You paid for a whole board, you should get your moneys worth and use all of it.


----------



## hellside (Dec 28, 2008)

It is not a nose roll. It is used on steep. The tail is picked up in the air to change direction quickly. It is not a hop turn either because the nose stay in contact with the slop.


----------



## Grizz (Nov 10, 2008)

What woud you gain by having the tail unweighted? What would you loose?


----------



## Grizz (Nov 10, 2008)

and there goes guided discovery


----------



## hellside (Dec 28, 2008)

I see. Thanks both!


----------



## Grizz (Nov 10, 2008)

No worries, hope you're having a great day.


----------



## freshy (Nov 18, 2009)

Lets face it, we were all waiting for wolfs definition anyway.


----------



## hellside (Dec 28, 2008)

I look up nose roll in various places and they all look like this that spin the tail 180 degree. 

Snowboarding Tricks - Nose and Tail Rolls @ ABC-of-Snowboarding

I should have more detail for my description. The tail pivots no more than 90 degree and I don't think it needs to involve upper body rotation, maybe more of an up and down movement, similar to hop but just on the tail.


----------



## Grizz (Nov 10, 2008)

freshy said:


> Lets face it, we were all waiting for wolfs definition anyway.


Some knew what it would be.


----------



## Grizz (Nov 10, 2008)

hellside said:


> I look up nose roll in various places and they all look like this that spin the tail 180 degree.
> 
> Snowboarding Tricks - Nose and Tail Rolls @ ABC-of-Snowboarding
> 
> I should have more detail for my description. The tail pivots no more than 90 degree and I don't think it needs to involve upper body rotation, maybe more of an up and down movement, similar to hop but just on the tail.

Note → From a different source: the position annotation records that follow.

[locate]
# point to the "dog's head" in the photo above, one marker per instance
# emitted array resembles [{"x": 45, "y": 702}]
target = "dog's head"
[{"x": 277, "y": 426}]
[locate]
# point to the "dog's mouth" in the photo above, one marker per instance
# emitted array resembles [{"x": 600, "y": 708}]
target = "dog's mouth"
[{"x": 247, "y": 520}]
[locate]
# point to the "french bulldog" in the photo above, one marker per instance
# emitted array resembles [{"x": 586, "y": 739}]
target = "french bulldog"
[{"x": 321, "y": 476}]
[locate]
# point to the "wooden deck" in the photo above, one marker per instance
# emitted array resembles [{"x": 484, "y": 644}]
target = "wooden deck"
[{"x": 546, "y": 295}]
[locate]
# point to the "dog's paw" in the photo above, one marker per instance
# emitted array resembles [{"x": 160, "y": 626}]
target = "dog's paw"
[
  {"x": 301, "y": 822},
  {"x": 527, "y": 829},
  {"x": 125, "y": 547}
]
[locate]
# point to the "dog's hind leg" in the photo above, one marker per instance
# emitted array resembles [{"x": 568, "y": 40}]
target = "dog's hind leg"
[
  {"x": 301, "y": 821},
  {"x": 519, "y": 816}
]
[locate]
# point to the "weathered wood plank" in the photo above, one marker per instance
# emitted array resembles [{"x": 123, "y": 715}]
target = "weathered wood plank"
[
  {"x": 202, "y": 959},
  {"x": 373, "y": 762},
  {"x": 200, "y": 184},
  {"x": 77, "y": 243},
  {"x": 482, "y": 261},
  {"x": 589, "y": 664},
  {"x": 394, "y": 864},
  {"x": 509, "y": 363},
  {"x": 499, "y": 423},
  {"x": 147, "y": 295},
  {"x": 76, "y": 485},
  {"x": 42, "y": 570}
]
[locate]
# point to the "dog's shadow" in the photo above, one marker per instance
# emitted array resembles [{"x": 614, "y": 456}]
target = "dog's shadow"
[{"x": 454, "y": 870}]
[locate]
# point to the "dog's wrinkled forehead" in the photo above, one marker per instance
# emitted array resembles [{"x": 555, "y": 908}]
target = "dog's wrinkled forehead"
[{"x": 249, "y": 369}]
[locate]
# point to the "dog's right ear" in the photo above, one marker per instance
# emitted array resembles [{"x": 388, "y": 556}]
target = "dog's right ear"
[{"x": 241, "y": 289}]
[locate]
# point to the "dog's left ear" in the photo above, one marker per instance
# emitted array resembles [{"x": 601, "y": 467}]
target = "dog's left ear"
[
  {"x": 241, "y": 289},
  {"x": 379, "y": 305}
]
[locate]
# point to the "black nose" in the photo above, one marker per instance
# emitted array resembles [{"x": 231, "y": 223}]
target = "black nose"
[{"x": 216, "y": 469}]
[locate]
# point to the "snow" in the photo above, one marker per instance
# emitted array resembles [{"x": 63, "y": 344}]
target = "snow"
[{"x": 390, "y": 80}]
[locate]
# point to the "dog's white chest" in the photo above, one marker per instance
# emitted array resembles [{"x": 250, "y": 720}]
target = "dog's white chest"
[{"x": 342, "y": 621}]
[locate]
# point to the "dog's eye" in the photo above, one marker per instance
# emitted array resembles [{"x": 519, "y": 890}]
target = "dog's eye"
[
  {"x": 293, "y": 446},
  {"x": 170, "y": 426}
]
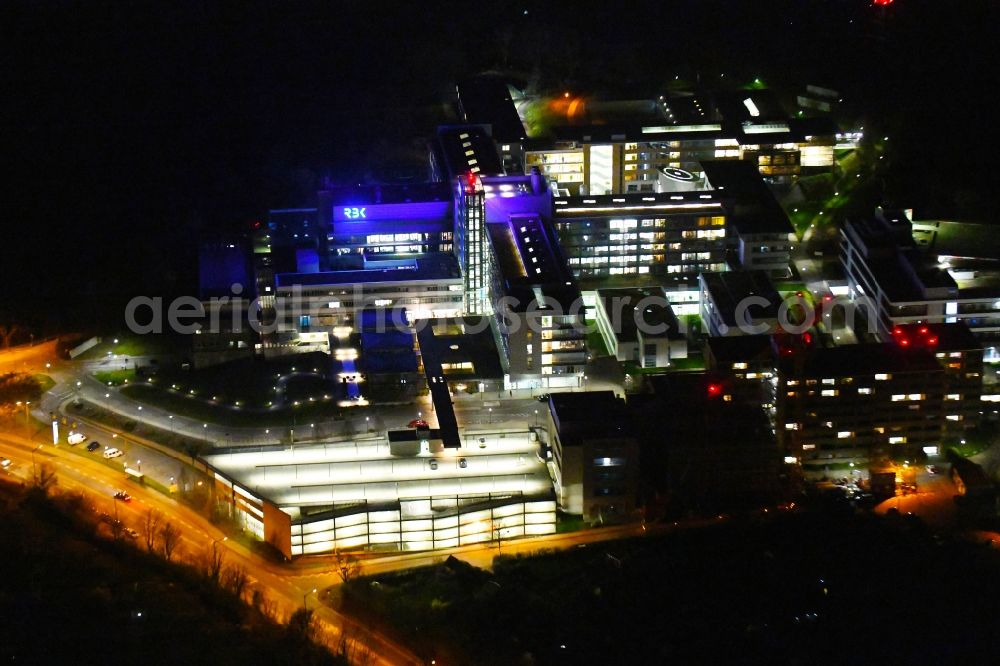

You're right of course on the nose roll. I was teasing a little based off your description. 

But back to your original question, what to call the move you described? How about "nose pivot turn" or "nose butter turn". Calling it the "Not able to control my speed through turn shape turn" or "Holy hell, the tail of my board is flopping around like a beached carp turn" are a little to wordy.

If you are looking to do a freestyle move, unweighting the tail and pivoting off your nose is fun. If you are trying to negotiate a steep slope with the greatest control over your decent....it's probably not the most efficient option.


----------



## hellside (Dec 28, 2008)

Grizz said:


> You're right of course on the nose roll. I was teasing a little based off your description.
> 
> But back to your original question, what to call the move you described? How about "nose pivot turn" or "nose butter turn". Calling it the "Not able to control my speed through turn shape turn" or "Holy hell, the tail of my board is flopping around like a beached carp turn" are a little to wordy.
> 
> If you are looking to do a freestyle move, unweighting the tail and pivoting off your nose is fun. If you are trying to negotiate a steep slope with the greatest control over your decent....it's probably not the most efficient option.


Thanks for the reply. I leaned it one time a few years ago and never use it until I saw it again so I thought maybe there is a name for this.


----------